La estabilidad económica colombiana también resulta relevante para Honduras debido a que muchas decisiones de inversión regional son observadas desde una perspectiva latinoamericana. Cuando una economía del tamaño de Colombia modifica sus políticas fiscales, regulatorias o empresariales, los efectos suelen ser analizados por compañías que operan en distintos mercados de la región.

¿Por qué la segunda vuelta puede tener impacto más allá de Colombia?

Las elecciones colombianas son seguidas con atención por organismos multilaterales, fondos de inversión, cámaras empresariales y gobiernos de toda la región. La combinación de crecimiento moderado, presión fiscal y necesidad de atraer nuevos capitales ha convertido la campaña presidencial en una discusión sobre el modelo económico que adoptará el país durante los próximos años.

La próxima administración deberá enfrentar simultáneamente desafíos relacionados con la generación de empleo, la reducción de desequilibrios fiscales, el fortalecimiento institucional y la recuperación de la inversión privada. Cada una de estas variables tiene un impacto directo sobre la percepción internacional de Colombia y sobre su capacidad para competir por recursos en un entorno global cada vez más exigente.

En ese escenario, el respaldo expresado por Tomás Zambrano refleja una lectura que trasciende la política partidaria. La elección colombiana es observada como una señal sobre la dirección que podría tomar una de las economías más relevantes de América Latina en materia de crecimiento, competitividad y clima de negocios.

¿Qué está realmente en juego para Colombia?

La próxima votación definirá mucho más que el nombre del futuro ocupante de la Casa de Nariño.

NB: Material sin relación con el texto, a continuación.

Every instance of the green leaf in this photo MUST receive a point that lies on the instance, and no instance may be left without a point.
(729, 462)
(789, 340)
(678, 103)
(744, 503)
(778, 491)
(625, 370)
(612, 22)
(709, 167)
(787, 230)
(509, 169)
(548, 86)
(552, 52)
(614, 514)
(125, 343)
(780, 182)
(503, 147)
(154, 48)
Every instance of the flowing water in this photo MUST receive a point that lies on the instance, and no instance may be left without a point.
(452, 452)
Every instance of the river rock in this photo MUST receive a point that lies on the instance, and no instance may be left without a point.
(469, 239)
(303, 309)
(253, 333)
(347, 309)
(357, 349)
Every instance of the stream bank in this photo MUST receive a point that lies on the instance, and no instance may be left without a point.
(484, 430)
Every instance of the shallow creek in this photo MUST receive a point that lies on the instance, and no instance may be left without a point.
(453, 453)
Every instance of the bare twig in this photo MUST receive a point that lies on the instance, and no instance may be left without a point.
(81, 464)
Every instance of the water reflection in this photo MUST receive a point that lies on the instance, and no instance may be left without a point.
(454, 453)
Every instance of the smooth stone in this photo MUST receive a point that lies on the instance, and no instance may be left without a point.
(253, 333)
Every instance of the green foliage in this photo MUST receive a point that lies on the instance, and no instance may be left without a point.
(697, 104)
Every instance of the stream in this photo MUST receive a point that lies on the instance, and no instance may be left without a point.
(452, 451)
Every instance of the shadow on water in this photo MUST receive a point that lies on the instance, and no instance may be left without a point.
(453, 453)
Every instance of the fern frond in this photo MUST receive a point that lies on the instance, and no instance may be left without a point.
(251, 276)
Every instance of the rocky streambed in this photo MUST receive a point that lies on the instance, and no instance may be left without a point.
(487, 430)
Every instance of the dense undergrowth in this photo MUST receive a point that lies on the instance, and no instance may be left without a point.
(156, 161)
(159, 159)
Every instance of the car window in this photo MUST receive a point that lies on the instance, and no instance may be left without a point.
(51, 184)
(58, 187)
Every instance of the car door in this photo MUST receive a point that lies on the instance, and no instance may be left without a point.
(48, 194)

En una economía que, según datos del Banco Mundial, genera cerca de US$457.000 millones al año y representa una parte sustancial de la actividad económica de Sudamérica, el resultado electoral será interpretado por los mercados como una señal sobre el rumbo que seguirá el país en materia de inversión, seguridad jurídica, disciplina fiscal y crecimiento económico.

Para Honduras, el desenlace tampoco es indiferente. Colombia se ha consolidado como un socio relevante en materia de cooperación regional, comercio e intercambio empresarial, mientras ambos países avanzan en proyectos conjuntos de fortalecimiento institucional y desarrollo económico. Cualquier cambio significativo en la orientación de la política económica colombiana puede influir en las dinámicas de inversión y negocios que conectan a América del Sur con Centroamérica.

En ese contexto se inscribe el respaldo expresado por Tomás Zambrano a Abelardo Gabriel de la Espriella Otero, una muestra de que la contienda colombiana ha comenzado a trascender sus fronteras. Lo que está en juego no es únicamente una alternancia política, sino la dirección que tomará una de las economías más importantes de la región en un momento marcado por la desaceleración del crecimiento, los desafíos fiscales y la competencia global por atraer capitales.

Cuando los colombianos regresen a las urnas para elegir a su próximo presidente, no solo decidirán quién gobernará durante los próximos años. También enviarán una señal al sector privado, a los inversionistas internacionales y a los países vecinos sobre cuál será la estrategia para recuperar la confianza, impulsar la actividad productiva y definir el papel de Colombia dentro del mapa económico latinoamericano de la próxima década.